You're in an interesting situation, with interesting challenges Gary.
Do you think the local entertainment scene will get upset with you for intruding on their territory?
In this particular industry, the entertainment biz, the lifespan of a job varies considerably. I know of a couple entertainers who work Baltimore's Little Italy and have been there for two decades. They worked 5-nights a week, but never worked Sunday or Monday nights. The club's owner decided that would be a good day to rotate some new performers through the restaurant/bar area, and I was one of them. After a single, Sunday night performance the owner asked if I would consider working every Sunday, which I did for the next two years.
In the Florida Keys entertainers are frequently seasonal, which translates to lower pay and a fair amount of competition. Therefore, I drove down to the keys last winter, checked out the nightly entertainment, then looked at the demographics. Key West, while always a jumpin' town, was geared primarily for the younger set, adolescent adults ranging in age from 21 to 45--not my kind of crowd (I'm an old guy.)
Marathon, Big Pine Key, Key Largo and several others seemed to cater to the older, more laid-back kind of crowds, which is where I fit in nicely. As our population ages there's an increasing demand for the entertainment I provide. An old friend and keys resident told me in no uncertain terms that if I decided to perform in the middle and lower keys I would have more jobs than I could handle.

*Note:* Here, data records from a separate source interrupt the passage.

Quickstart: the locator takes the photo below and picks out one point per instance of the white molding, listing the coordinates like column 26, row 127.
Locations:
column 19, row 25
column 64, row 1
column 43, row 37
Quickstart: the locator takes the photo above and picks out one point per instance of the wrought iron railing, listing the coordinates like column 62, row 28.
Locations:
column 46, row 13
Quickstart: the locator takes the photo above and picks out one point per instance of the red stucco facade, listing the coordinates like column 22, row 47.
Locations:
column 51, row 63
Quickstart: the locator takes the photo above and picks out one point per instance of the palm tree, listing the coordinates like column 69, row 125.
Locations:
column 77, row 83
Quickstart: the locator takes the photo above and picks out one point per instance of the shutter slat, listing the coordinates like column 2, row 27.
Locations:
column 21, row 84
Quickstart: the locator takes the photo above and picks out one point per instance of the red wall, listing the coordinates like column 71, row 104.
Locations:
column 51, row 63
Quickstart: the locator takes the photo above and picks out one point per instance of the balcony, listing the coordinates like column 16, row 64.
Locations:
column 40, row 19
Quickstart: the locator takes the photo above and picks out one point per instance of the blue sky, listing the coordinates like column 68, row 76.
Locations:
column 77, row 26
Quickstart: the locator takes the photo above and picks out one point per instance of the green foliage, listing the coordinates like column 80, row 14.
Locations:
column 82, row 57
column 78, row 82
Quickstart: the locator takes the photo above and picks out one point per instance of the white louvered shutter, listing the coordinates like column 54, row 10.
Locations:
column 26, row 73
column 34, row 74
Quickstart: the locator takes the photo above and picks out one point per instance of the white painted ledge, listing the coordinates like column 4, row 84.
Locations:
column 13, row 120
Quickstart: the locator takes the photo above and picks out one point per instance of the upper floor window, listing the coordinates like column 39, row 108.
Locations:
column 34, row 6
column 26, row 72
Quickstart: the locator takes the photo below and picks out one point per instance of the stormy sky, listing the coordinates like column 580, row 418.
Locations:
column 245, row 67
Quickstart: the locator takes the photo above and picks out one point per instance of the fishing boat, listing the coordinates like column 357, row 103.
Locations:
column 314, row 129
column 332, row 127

In contrast, the head-banging rockers playing at ear-bleed volumes have a tendency to drive the older folks away--something restaurant and bar owners do NOT wish to do. Older folks have money, and they are willing to spend it in a place where they're having fun and dance.
Ironically, most performers in seasonal, resort areas tend to be transient, a bit younger, and not a bit concerned about an old guy coming to town. Some even look at me as a kind of father figure, often coming up to me on breaks and asking advice about various types of equipment.
I only want to work a couple nights a week, just enough to meet expenses and allow me to sail to places I've never been in a small boat. If the music jobs fall apart, I guess I'll have to survive on my Social Security and eat the fish that I catch while sailing to some really neat places.